-- Windows 98 has become a flash point for disputes between Microsoft, its customers, and PC makers, many of which are taking matters into their own hands.
Hewlett-Packard this fourth quarter plans to offer notebooks with a dual-boot feature, giving users a choice between Windows 98 and Windows 95. HP is working with Microsoft on a tool, called the Microsoft Multiple Operating System Preinstallation Toolkit Guide, to facilitate the dual-boot functionality.
Similarly, Acer will offer a dual-load option that allows resellers or end users to put Windows 95 back on a system in its two notebook lines, TravelMate and Extensa. And NEC will offer its Versa LX and SX notebook models with Windows 95, unless customers want Windows 98.
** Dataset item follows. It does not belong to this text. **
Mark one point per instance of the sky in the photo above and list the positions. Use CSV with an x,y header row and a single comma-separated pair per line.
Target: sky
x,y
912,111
Also in the mix are warnings that several OEMs -- including Dell, IBM, Compaq, and Toshiba -- have posted to their Web sites about moving to Windows 98 without first getting driver and BIOS updates. Notebook users upgrading older systems may lose data when invoking the "file to save" function on Windows 98 systems due to the change in the file allocation tables on Windows 98.
IBM will soon release a CD-ROM with BIOS and driver updates for Windows 98.
Microsoft officials insist there have been no specific trends in the complaints.
"Some of the older machines need to have their BIOSes updated. That's what OEMs are working on, and we're working with them," said Kim Akers, Windows product manager at Microsoft. "OEMs are the ones that have to develop the BIOS."
Nevertheless, one analyst blames Microsoft and not the BIOS vendors.
"Microsoft should have done a more thorough job in testing Windows 98 with the latest mobile computers," said Gerry Purdy, president of Mobile Insights. "The IT community should be extremely careful about how they manage the migration."